Gülbahar Hatun[1] (Ottoman Turkish: گلبهار خاتون; c. 1447 – c. 1510) was one of the wives of Ottoman Sultan Bayezid II. She was married to Bayezid in 1469 at Amasya. Little is known of her family background, apart from the fact that an Ottoman inscription (vakfiye) describes her as Hātun binti Abd-us-Samed (Daughter of Abd-us-Samed), which supports the widespread view that her father was a Pontic Greek who had "turned Turk", that is converted to Islam and joined the Turkish Millet. Abd-us-Samed, meaning Servant of God, was the anonym that was applied to many Balkan and Anatolian Christians who converted to Islam in the classical Ottoman period. Gülbahar hatun's son, Selim became Ottoman Sultan as Selim I, although she herself never became recognised as a Valide Sultan because she died before his accession to the sultanate.

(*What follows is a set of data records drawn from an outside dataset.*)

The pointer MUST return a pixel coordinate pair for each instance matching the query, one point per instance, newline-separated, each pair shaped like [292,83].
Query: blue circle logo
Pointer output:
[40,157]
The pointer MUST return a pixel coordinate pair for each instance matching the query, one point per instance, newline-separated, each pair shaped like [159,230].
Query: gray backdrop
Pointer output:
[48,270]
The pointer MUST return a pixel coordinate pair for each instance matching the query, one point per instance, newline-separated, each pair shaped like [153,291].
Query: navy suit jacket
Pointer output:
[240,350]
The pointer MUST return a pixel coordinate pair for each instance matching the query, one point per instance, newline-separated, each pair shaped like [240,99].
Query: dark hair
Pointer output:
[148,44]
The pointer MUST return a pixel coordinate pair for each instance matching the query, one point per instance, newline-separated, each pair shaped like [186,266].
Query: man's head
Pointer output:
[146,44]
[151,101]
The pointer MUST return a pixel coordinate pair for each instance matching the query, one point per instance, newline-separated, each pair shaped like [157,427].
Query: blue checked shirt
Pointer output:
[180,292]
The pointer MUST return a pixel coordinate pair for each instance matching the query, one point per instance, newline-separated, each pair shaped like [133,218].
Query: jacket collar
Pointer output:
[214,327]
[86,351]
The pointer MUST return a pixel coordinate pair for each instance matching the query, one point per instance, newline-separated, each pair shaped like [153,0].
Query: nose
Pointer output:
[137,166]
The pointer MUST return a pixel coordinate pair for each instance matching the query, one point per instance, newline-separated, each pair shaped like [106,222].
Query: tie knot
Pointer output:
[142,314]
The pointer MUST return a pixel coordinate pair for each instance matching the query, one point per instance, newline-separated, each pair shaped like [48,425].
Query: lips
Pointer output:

Some sources have suggested that Gülbahar Hatun was the mother of Selim I however chronological analysis suggests that this is highly improbable[2] and that his biological mother was in fact Ayşe Hatun, the first wife of Bayezid II and the daughter of Alaüddevle Bozkurt Bey, the eleventh ruler of the Dulkadirids centered around Elbistan in Kahramanmaraş.[3][4][5]


  1. ^ Yavuz Bahadıroğlu, Resimli Osmanlı Tarihi, Nesil Yayınları (Ottoman History with Illustrations, Nesil Publications), 15th Ed., 2009, page 157, ISBN 978-975-269-299-2
  2. ^ Dijkema, F.TH (1977), The Ottoman Historical Monumental Inscriptions in Edirne, BRILL, p. 32, ISBN 9004050620 
  3. ^ Babinger, Franz (1992), Mehmed the Conqueror and His Time, Princeton University Press, p. 57, ISBN 0691010781 
  4. ^ Freely, John (2001), Inside the Seraglio: private lives of the sultans in Istanbul, Penguin, p. 32, ISBN 0140270566 
  5. ^ Agoston, Gabor (2011), "The Ottomans: From Frontier Principality to Empire", in Olsen, John Andreas; Gray, Colin S., The Practice of Strategy: From Alexander the Great to the Present, Oxford University Press, p. 116, ISBN 0140270566 

See also[edit]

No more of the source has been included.